The problem:
There is a system with a clock ticking at a constant rate measured every second.
Within this system there are n loops that are ongoing. The period of the loop is between 80 and 120 seconds (inclusive both), every time a single loop is completed the period is again set to a random value between 80 and 120 seconds.
If the loop is completed during any one second that second is considered a "success".
The question: What is the probability that given n loops, there will be m = 20 seconds in a row that do not "succeed" at least once during any one random 20 second period picked at random.
My attempt / thinking:
Since the period is random, even if regular, once the system comes to steady state it will result in an evenly distributed random system for any time period below 80 seconds.
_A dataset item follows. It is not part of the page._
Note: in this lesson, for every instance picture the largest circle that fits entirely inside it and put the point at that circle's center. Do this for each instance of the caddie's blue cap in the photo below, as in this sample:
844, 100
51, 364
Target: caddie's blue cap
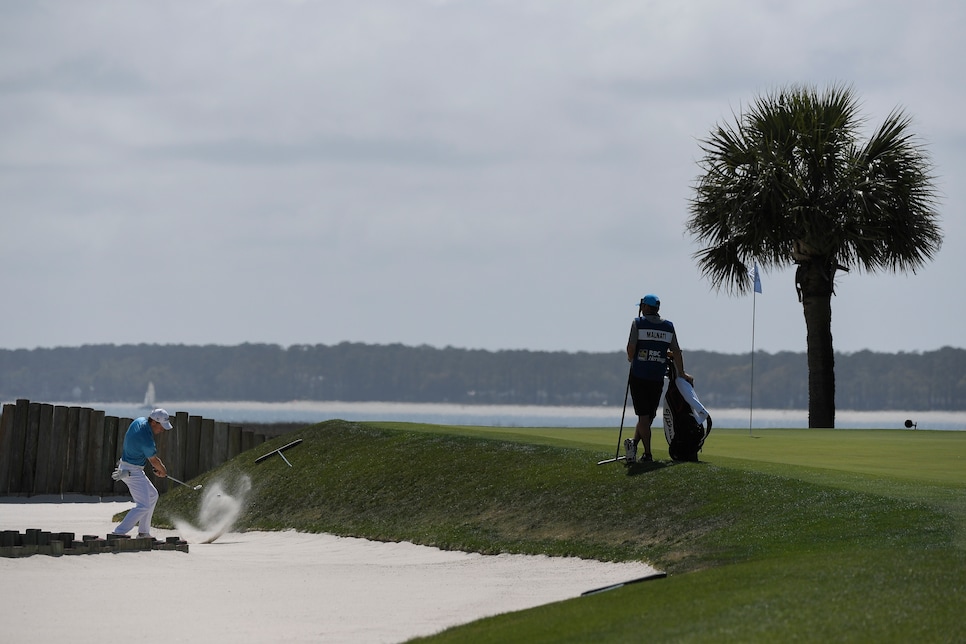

The average period is 100 seconds, so the average probability of any one second having a success from n = 1 will be: $$\frac{1}{100}$$
The probability of failure per second given n loops is: $$\left(1-\frac{1}{100}\right)^n$$
The probability of success per second given n loops is: $$1-\left(1-\frac{1}{100}\right)^n$$
Would the probability for at at least 1 success for m = 20 seconds be: $$1-\left(\left((1-\frac{1}{100}\right)^{n}\right)^{m} = 1-\left(\left((1-\frac{1}{100}\right)^{n}\right)^{20}$$
Or is this oversimplifying the problem? Is my assumption about the period distributing into a totally random distribution valid or am I missing something?
Thank you for your help! I have been banging my head against this one for a little while. It does not come from a textbook but a real life situation so you if need clarification please let me know.